The air was suddenly colder, painfully cold in their lungs as they breathed it in. Something was sucking all the heat out of the room. An energy drain, to power some kind of manifestation. There was a growing tension across the lobby, as though something might break, or explode. Suddenly, footsteps started down the stairs at the far end of the lobby. Slow, heavy, and quite deliberate footsteps, descending from above. Each separate sound seemed to hang on the air, unnaturally long, as though reluctant to depart.
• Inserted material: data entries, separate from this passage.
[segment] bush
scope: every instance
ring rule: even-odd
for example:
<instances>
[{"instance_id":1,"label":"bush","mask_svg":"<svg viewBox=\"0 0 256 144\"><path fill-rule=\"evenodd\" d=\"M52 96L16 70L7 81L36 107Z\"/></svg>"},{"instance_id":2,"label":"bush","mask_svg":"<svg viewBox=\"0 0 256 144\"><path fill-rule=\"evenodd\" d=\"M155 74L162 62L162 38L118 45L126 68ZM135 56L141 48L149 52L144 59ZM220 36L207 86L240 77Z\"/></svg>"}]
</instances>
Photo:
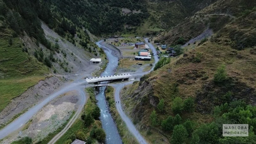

JC gestured quickly for everyone to spread out at the foot of the stairs, blocking them off. He and Kim got there first, peering eagerly up the stairs, but there was no-one to be seen yet. Melody reluctantly got up from her computer and moved across to join them. Happy stood behind her, not quite hiding. They waited at the foot of the stairs as the footsteps drew steadily nearer, louder, heavier… and then, at the moment when whoever was making them would have had to come round the corner at the top of the stairs, and reveal themselves, the sounds stopped. The last of the echoes died away, and there was only the quiet, and the increasingly oppressive stillness.

JC and the others waited, tense and ready for anything, but the footsteps had stopped. Nothing to hear, nothing to see. JC ran forward and sprinted up the steps to look round the corner, but there was no-one there. No sign there had ever been anyone there. JC came back down the stairs, scowling.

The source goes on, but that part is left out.